Rule 53.1 – Alternative Dispute Resolution

May 11, 2021 | Family Law, Hawaii

(a) Authority to order. The court, sua sponte or upon motion by a party, may, in exercise of its discretion, order the parties to participate in a nonbinding Alternative Dispute Resolution process (ADR or ADR process) subject to terms and conditions imposed by the court. ADR includes mediation or other such process the court determines may be helpful in encouraging an economic and fair resolution of all or any part of the disputes presented in the matter. Subsections (b) through (d) do not apply to ADR administered by the Hawai’i Judiciary, such as the Volunteer Settlement Master Program.
(b) Factors to consider; fees and expenses.

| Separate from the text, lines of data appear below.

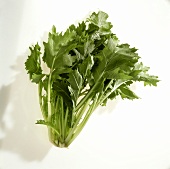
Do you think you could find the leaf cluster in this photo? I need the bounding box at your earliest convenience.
[25,11,159,147]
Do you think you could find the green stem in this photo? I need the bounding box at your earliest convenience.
[75,73,103,112]
[38,81,46,120]
[67,94,99,146]
[65,99,91,143]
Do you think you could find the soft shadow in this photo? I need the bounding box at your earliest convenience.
[0,51,51,161]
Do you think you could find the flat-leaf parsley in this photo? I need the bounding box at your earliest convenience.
[25,11,159,147]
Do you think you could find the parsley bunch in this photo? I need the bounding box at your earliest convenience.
[25,11,159,147]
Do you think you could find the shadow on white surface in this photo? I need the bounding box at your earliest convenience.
[0,52,51,161]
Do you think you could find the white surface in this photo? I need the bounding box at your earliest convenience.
[0,0,170,169]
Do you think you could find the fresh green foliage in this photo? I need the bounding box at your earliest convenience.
[25,11,159,147]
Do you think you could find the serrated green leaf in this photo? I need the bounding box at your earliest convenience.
[88,11,112,32]
[118,85,139,100]
[25,43,44,83]
[68,69,83,105]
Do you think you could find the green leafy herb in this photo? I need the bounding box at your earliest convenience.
[25,11,159,147]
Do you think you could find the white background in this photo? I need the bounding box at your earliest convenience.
[0,0,170,169]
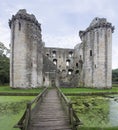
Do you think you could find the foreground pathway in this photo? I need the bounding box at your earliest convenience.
[28,89,72,130]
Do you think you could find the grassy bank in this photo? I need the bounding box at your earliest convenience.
[0,96,34,130]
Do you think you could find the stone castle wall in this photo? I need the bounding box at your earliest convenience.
[80,18,114,88]
[9,10,43,88]
[9,10,114,88]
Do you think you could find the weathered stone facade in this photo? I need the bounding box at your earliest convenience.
[9,10,114,88]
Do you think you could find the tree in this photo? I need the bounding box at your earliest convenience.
[0,54,9,85]
[112,69,118,82]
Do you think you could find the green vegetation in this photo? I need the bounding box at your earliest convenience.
[69,96,118,130]
[112,69,118,82]
[0,96,34,130]
[0,55,9,84]
[61,84,118,94]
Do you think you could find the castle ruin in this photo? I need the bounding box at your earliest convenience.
[9,9,114,88]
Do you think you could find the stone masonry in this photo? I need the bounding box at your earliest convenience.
[9,9,114,89]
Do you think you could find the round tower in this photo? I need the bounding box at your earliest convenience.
[79,18,114,88]
[9,9,43,88]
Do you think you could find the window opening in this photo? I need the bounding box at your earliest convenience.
[66,60,70,66]
[90,50,92,56]
[19,22,21,31]
[53,59,57,65]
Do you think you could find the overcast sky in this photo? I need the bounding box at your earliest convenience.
[0,0,118,69]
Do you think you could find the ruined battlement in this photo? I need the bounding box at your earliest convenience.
[9,9,41,31]
[79,17,115,38]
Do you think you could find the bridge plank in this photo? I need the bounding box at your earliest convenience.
[28,89,72,130]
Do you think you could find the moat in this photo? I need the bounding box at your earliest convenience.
[69,95,118,128]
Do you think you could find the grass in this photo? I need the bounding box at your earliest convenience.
[68,96,118,130]
[0,96,34,130]
[0,86,43,93]
[61,84,118,94]
[78,127,118,130]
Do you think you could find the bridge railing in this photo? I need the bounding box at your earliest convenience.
[14,88,47,130]
[56,87,82,130]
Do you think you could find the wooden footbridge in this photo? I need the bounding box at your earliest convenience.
[15,88,81,130]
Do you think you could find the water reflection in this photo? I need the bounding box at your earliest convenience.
[71,95,118,128]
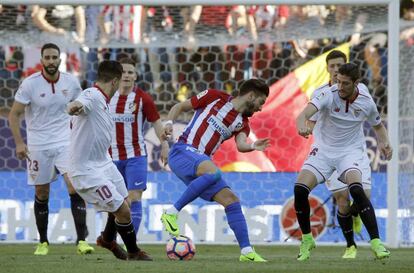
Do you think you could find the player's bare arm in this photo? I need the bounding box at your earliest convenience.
[236,132,270,153]
[152,119,170,166]
[164,100,193,137]
[372,122,392,160]
[66,100,84,116]
[9,101,28,160]
[296,103,318,138]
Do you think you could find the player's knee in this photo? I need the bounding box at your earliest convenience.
[293,183,310,200]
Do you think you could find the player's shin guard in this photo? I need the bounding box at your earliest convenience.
[115,220,140,253]
[337,211,356,247]
[34,196,49,243]
[102,213,116,242]
[70,193,88,242]
[294,183,311,234]
[225,202,250,249]
[131,201,142,234]
[174,171,221,211]
[349,183,379,240]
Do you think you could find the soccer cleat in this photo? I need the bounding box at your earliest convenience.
[161,212,180,236]
[33,242,49,256]
[239,251,267,262]
[342,245,357,259]
[128,250,152,261]
[370,238,391,259]
[77,240,95,255]
[352,214,362,234]
[96,232,128,260]
[296,233,316,261]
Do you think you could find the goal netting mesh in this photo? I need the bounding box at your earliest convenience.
[0,1,414,245]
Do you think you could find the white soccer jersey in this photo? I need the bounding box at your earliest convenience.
[310,84,381,151]
[14,72,82,150]
[69,86,114,178]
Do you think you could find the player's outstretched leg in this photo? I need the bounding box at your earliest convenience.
[349,183,390,259]
[69,193,95,255]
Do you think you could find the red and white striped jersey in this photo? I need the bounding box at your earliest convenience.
[102,5,143,44]
[109,88,160,160]
[178,89,250,156]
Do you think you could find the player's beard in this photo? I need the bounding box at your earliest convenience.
[43,65,59,76]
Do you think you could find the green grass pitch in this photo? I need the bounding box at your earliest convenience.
[0,244,414,273]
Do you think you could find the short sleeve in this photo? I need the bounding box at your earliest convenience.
[142,92,160,122]
[367,100,382,126]
[191,89,225,109]
[14,80,32,105]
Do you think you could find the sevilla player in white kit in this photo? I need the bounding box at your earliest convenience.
[309,50,371,259]
[67,61,152,261]
[109,58,169,234]
[294,63,392,261]
[9,43,94,255]
[161,79,269,262]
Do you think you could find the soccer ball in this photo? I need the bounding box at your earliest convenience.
[166,235,195,261]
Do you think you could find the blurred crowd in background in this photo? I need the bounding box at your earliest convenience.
[0,0,414,114]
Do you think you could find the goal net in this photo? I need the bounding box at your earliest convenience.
[0,1,414,245]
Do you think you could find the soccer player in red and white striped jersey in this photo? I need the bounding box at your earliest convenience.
[161,79,269,262]
[109,58,169,234]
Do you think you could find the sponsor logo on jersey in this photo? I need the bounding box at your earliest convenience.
[207,116,231,139]
[279,195,329,240]
[112,114,135,123]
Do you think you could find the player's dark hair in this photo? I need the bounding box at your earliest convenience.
[40,43,60,57]
[96,61,122,83]
[326,50,347,64]
[338,63,361,82]
[239,79,269,97]
[119,57,137,67]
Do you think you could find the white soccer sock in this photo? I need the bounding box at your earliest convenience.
[241,246,254,255]
[165,206,178,214]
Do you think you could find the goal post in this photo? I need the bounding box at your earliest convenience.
[0,0,408,247]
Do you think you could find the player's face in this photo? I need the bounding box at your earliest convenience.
[243,92,267,117]
[40,48,61,76]
[327,58,345,84]
[337,74,357,100]
[120,64,137,88]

(1) Before ordering a case to ADR, the court may consider factors, including, but not limited to, the current status of the case, whether the parties would be better served by a settlement conference held by the court, whether the parties are willing to participate in ADR, and whether the parties have previously participated in ADR in the pending matter. In addition, the court may consider whether ordering a case into ADR would result in an unfair or unreasonable economic burden on any party.
(2) All ADR fees and expenses of the neutral shall be borne equally by the parties unless otherwise agreed to by the parties, ordered by the court, or provided by law.
(c) Selection of the neutral. If the ADR process ordered by the court involves the selection of a neutral, the parties shall first attempt to select a neutral by mutual agreement. If the parties cannot agree, then each party shall submit a list to the court nominating up to 3 prospective neutrals by a date determined by the court. The court shall then decide which person shall serve as the neutral. If at any time the neutral becomes unable or unwilling to serve, and the parties are unable to agree on the selection of another neutral, the court shall select another neutral from the names previously provided by the parties.
(d) Disclosure. Unless waived by all parties, the parties, counsel, and neutral shall disclose to each other the identity of other participants who may be included in the ADR process. In addition, the neutral shall disclose any other facts and information, including relationships, that a reasonable person would consider likely to affect the impartiality of the neutral, including the neutral’s relationships with counsel. The parties, counsel, and neutral shall have a continuing obligation to disclose any information they subsequently learn during the ADR process that a reasonable person would consider likely to affect the impartiality of the neutral.
(e) Physical presence of counsel and parties required. Lead trial counsel and parties shall attend, in person, all ADR conferences scheduled by the neutral unless excused by the neutral.
(f) Communication by parties, counsel, neutral and the Court. Unless the parties otherwise agree in writing, the neutral, counsel, the parties, and other participants in any ADR process shall not communicate with the court adjudicating the merits of the matter about the substance of any position, offer or other matter related to the ADR process, nor shall a court request or order disclosure of such information unless such disclosure is required to enforce a settlement agreement, adjudicate a dispute over the neutral’s fees, or provide evidence in any attorney disciplinary proceeding, and then only to the extent required to accomplish such purpose. However, the neutral may disclose to a court whether the ADR process is scheduled, pending, or concluded; who attended; and, if applicable, whether a settlement or resolution was reached with regard to some or all issues presented.

Haw. Fam. Ct. R. 53.1

Added October 11, 1999, effective January 1, 2000; amended November 20, 2014, effective January 1, 2015.